His female classmates were trying to bring Joey around to a more moderate position. We all know him to be a gregarious kid, who talks all the time and acts hyper and is everyone's friend. But he's also a stubborn bull, with convictions that can't be budged and a voice he refuses to silence.

Joey's was the last speech of the class, and after it all the students filed out, saying goodbye to me, as usual. Joey went back to his seat, at the back of the class, next to his best friend, Brad.

Their temperaments couldn't be more different. Brad was born, and will die, with a smile on his face, with no change in expression in the intervening 80 or so years. It's not possible not to like him. He's just naturally a dazzling person, charismatic without trying to be, a graceful leader despite being introverted and about 5 feet short. His approach to life is constanly optimistic, constantly focused on the light half of the pyramid.

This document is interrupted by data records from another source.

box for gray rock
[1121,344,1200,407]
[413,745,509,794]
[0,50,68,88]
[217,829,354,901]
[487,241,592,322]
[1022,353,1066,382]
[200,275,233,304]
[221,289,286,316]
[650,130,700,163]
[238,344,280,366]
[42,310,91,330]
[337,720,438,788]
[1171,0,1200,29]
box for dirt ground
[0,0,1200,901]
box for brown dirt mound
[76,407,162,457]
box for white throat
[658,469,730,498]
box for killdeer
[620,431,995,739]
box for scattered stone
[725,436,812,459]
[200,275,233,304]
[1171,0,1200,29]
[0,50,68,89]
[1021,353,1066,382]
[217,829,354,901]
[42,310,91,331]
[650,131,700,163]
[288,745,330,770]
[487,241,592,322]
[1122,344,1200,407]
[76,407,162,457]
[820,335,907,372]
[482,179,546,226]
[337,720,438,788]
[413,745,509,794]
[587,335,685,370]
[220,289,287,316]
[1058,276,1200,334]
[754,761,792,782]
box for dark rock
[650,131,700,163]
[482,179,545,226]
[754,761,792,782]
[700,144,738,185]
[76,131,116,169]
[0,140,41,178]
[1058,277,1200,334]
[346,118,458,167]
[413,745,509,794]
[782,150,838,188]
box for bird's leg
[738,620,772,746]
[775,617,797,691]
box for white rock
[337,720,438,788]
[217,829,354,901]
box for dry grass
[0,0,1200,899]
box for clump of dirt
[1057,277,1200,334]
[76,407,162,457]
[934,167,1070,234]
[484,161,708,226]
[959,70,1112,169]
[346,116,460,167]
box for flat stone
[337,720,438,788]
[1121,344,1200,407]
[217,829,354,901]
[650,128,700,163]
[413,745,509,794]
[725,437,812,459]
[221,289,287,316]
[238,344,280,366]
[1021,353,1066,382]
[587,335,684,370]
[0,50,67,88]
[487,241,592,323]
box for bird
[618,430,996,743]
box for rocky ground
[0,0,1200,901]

He'd fit right into his favorite band, The Backstreet Boys.

Joey was born, and will die, with a disbelieving, and outraged, scowl on his face. In between, his expression has and will change constantly, with one eye on the light, and one eye constantly trained on the darkness. He's a leader because he's extremely outspoken and he questions authority in a country where you're not supposed to. This bluntness draws both admiration and outrage from his classmates, and I imagine he's frequently in a heap of trouble with his university leaders. He fits right into the heavy metal band he's formed in this little village.

What makes them friends, I think, is that each is an individual, true to himself. Brad smiles constantly not because he's trying to be shiny-happy boy, but because it's his actual, true personality. It's not an act. Joey calls for revolution and criticizes leaders out of genuine conviction, not vanity or some desire to be rebel boy. In both cases, they can't open their mouth without saying something interesting, because each has such a clearly defined, distinctive vision for how the world is and should be. And each, in his own way, expresses that vision quite forcefully.

Joey and Brad were joking and laughing, as usual, as they walked out of the room. I said goodbye to them. Brad smiled and said goodbye. "Maybe I gave a speech about the wrong topic," Joey said. "No, it was a perfect topic," I said. "Thank you for understanding," he replied, and they walked out.